Synergistically Active Piezoelectrical H₂ O₂ Production Composite Film Achieved from a Catalytically Inert PVDF-HFP Matrix and SiO₂ Fillers

Local and decentralized H₂ O₂ production via a piezoelectrical process promises smart biological utilization as well as environmental benefits. However, stable, bio/environmentally safe, and easily applied H₂ O₂ generation materials are still lacking. Here, we report a novel flexible H₂ O₂ generation polymeric film composed of catalytically inert PVDF-HFP (Poly(vinylidene fluoride-co-hexafluoropropylene)) matrix and SiO₂ nanoparticle fillers. The film is bio-/environmentally benign at resting states, but effectively produces H₂ O₂ upon ultrasonic motivation at a production rate of 492 μmol $g_{{\mathrm{SiO}}_2}^{-1}$ in one hour.

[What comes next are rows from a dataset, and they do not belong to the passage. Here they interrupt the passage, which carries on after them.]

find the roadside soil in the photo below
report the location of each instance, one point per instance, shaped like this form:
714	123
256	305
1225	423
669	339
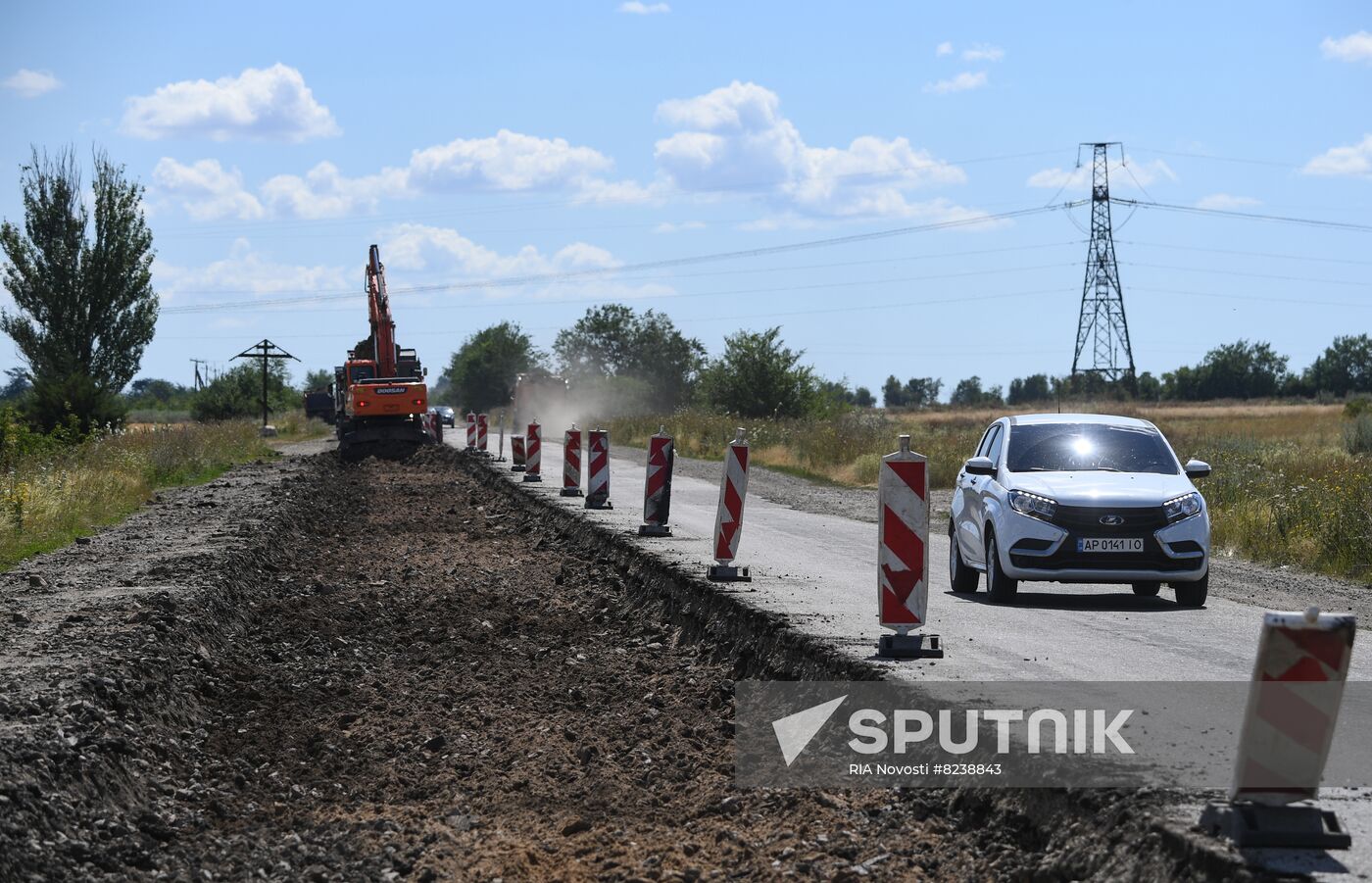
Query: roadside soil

Experimental and simulation methods in combination indicate that the effective H₂ O₂ generation capabilities stem from the synergistic existence of piezoelectrical fields and the air-liquid-solid three-phase regions around the porous film. The chemical conversions are motivated by the adsorbed charges. The silicon hydroxyl groups properly stabilize the *OOH intermediate and facilitate the chemical conversions of 2e^- ORR of ambient O₂ . We expect the report to inspire H₂ O₂ piezoelectrical generation materials and promote the novel production strategies of H₂ O₂ as well as piezoelectrical functional materials.